MPEG-2 is more limited since frame sizes must be multiples of 16.

The misconception apparently arises from the standard profile, a kind of subset known as Constrained Parameters Bitstream (CPB), which is a series of restrictions that the MPEG-1 stream must meet, including bit rate and frame sizes. Most (maybe all) hardware decoders accept only streams that follow the CPB profile.

You can encode with any bit rate or frame size and you still have standard MPEG-1; you just can't say it meets the standard profile or whatever, and you probably can't play it with some existing decoder chips.

What are Constrained Parameters Bitstreams ?

CPB are a limited set of sampling and bitrate parameters designed to normalize computational complexity, buffer size, and memory bandwidth while still addressing the widest possible range of applications. CPB limits video to 396 macroblocks (101,376 pixels) per frame if the frame rate is less than or equal to 25 fps ( frames per second), and 330 macroblocks (84,480 pixels) per frame if the frame rate is less or equal to 30 fps. Therefore, MPEG video is typically coded at SIF dimensions (352 x 240 x 30fps or 352 x 288 x 25 fps).

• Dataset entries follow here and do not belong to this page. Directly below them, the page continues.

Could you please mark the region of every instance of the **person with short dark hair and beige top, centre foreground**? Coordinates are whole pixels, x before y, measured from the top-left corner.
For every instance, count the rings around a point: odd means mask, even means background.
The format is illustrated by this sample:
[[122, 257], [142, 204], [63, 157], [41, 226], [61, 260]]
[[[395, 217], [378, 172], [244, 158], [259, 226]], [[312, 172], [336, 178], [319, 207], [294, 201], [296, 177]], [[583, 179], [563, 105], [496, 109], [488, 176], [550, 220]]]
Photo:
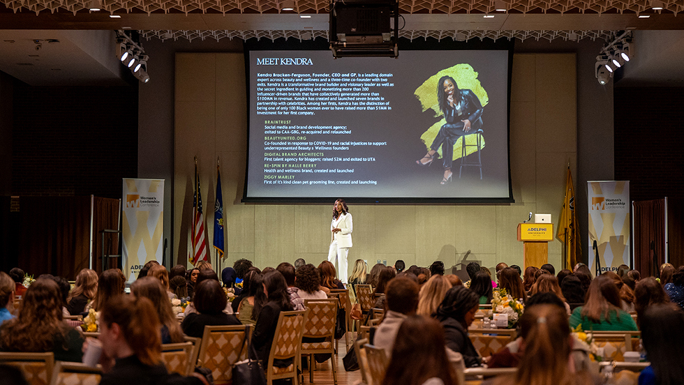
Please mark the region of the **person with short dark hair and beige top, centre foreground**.
[[[444, 279], [443, 275], [433, 275], [430, 279], [437, 277]], [[414, 315], [418, 307], [418, 284], [408, 278], [394, 278], [387, 285], [385, 298], [387, 299], [387, 312], [376, 330], [373, 345], [385, 349], [387, 358], [390, 358], [394, 338], [401, 322], [409, 315]]]

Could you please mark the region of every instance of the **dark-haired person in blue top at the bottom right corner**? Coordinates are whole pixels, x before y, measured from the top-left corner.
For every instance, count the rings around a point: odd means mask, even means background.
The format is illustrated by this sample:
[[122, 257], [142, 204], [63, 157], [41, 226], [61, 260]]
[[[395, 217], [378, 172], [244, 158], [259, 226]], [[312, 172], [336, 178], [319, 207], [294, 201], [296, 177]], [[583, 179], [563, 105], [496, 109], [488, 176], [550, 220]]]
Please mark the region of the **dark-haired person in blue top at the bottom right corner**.
[[656, 304], [639, 317], [641, 341], [646, 349], [648, 368], [641, 371], [639, 385], [675, 385], [684, 379], [681, 348], [684, 346], [684, 312]]

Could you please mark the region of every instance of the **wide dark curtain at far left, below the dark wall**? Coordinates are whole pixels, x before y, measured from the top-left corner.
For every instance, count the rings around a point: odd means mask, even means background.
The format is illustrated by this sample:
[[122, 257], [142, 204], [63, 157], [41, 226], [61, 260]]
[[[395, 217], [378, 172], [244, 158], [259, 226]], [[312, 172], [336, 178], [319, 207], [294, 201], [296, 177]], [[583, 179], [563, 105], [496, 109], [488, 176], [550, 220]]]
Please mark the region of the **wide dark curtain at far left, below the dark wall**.
[[68, 280], [89, 266], [90, 197], [21, 197], [19, 266]]

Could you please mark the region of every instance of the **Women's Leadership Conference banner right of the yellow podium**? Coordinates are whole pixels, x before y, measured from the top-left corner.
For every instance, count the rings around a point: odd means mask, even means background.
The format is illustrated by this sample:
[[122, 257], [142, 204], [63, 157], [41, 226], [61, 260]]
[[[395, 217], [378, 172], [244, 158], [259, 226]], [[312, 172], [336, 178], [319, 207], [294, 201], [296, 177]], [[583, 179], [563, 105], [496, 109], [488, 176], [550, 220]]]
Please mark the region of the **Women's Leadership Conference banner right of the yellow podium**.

The total maximum sampling rate is 3.8 Ms/s (million samples/sec) including chroma. The coded video rate is limited to 1.862 Mbit/sec. In industrial practice, the bitrate is the most often waived parameter of CPB, with rates as high as 6 Mbit/sec in use.

Why are Constrained Parameters Bitstreams so important?

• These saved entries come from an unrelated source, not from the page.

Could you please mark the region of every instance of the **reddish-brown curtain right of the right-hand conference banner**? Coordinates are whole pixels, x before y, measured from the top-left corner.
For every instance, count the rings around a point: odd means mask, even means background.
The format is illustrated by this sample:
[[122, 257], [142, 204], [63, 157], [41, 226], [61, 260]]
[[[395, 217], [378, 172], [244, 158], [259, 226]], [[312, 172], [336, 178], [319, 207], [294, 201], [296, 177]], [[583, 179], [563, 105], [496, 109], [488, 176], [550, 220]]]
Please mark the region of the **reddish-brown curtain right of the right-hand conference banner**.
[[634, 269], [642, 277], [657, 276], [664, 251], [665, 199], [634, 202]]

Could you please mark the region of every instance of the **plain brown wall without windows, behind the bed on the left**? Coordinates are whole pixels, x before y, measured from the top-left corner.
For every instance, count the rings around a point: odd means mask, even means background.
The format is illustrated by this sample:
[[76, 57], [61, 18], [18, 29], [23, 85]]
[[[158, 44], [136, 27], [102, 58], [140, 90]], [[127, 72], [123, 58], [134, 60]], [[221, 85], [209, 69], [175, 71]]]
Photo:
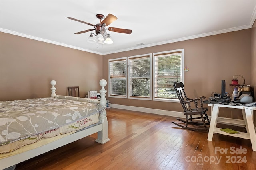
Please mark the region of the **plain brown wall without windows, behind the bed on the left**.
[[100, 90], [102, 55], [0, 32], [0, 101], [66, 95], [79, 86], [80, 96]]

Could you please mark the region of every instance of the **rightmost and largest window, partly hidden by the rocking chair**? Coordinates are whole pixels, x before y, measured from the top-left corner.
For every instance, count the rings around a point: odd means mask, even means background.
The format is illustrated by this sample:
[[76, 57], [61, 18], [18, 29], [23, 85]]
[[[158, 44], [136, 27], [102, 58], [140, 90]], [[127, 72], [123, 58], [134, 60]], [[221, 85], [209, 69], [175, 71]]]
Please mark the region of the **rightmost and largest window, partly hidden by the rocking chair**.
[[172, 85], [184, 82], [184, 49], [153, 53], [153, 57], [153, 100], [176, 101], [178, 98]]

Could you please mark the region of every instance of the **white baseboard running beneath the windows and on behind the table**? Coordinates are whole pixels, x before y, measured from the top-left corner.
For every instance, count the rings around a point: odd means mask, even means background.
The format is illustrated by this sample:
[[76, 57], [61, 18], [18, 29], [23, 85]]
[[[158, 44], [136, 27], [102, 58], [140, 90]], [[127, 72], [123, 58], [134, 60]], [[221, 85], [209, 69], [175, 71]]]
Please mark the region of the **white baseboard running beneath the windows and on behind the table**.
[[[152, 113], [152, 114], [157, 114], [157, 115], [166, 115], [166, 116], [172, 116], [172, 117], [186, 118], [186, 116], [183, 114], [183, 112], [178, 112], [178, 111], [150, 109], [150, 108], [145, 108], [145, 107], [126, 106], [126, 105], [120, 105], [120, 104], [111, 104], [111, 107], [116, 108], [116, 109], [140, 111], [140, 112], [144, 112], [144, 113]], [[208, 115], [208, 117], [211, 120], [211, 116]], [[235, 121], [236, 126], [241, 126], [241, 127], [245, 126], [243, 120], [226, 118], [226, 117], [218, 117], [218, 123], [229, 124], [228, 122], [230, 122], [230, 121]]]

It is an optimum point that allows (just barely) cost effective VLSI implementations in 1992 technology (0.8 microns). It also implies a nominal guarantee of interoperability for decoders and encoders. MPEG devices which are not capable of meeting SIF rates are not canonically considered to be true MPEG.

Are there ways of getting around Constrained Parameters Bitstreams for SIF class applications and decoder ?

Yes, some. Remember that CPB limits frames to 396 macroblocks (as in 352 x 288 SIF frames). 416 x 240 x 24 Hz sampling rates are still within the constraints, but this only aids NTSC (240 lines/field) displays. Deviating from 352 samples/line could throw off many decoder implementations that have limited horizontal sample rate conversion modes. Due to chip die size constraints (most chips barely pack in the necessary features), many decoders use simple doubling, e.g. 352 to 704 samples/line via binary taps which are simple shift-and-add operations. Future MPEG decoders will have arbitrary sample rate converters on-chip. Also remember that the 1.86 Mbit/sec limit is often ignored in real life.

How much does it compress ?

As mentioned before, audio CD data rates are about 1.5 Mbits/s. You can compress the same stereo program down to 256 Kbits/s with no loss in discernible quality. (So they say. For the most part it's true, but every once in a while a weird thing might happen that you'll notice. However the effect is very small, and it takes a listener trained to notice these particular types of effects.) That's about 6:1 compression. So, a CD MPEG I stream would have about 1.25 MBits/s left for video. The number I usually see though is 1.15 MBits/s (maybe you need the rest for the system data stream). You can then calculate the video compression ratio from the numbers here to be about 26:1. If you step back and think about that, it's little short of a miracle. Of course, it's lossy compression, but it can be pretty hard sometimes to see the loss, if you're comparing the SIF original to the SIF decompressed. There is, however, a very noticeable loss if you're coming from CCIR-601 and have to decimate to SIF, but that's another matter. I'm not counting that in the 26:1.

The standard also provides for other bit rates ranging from 32Kbits/s for a single channel, up to 448 Kbits/s for stereo.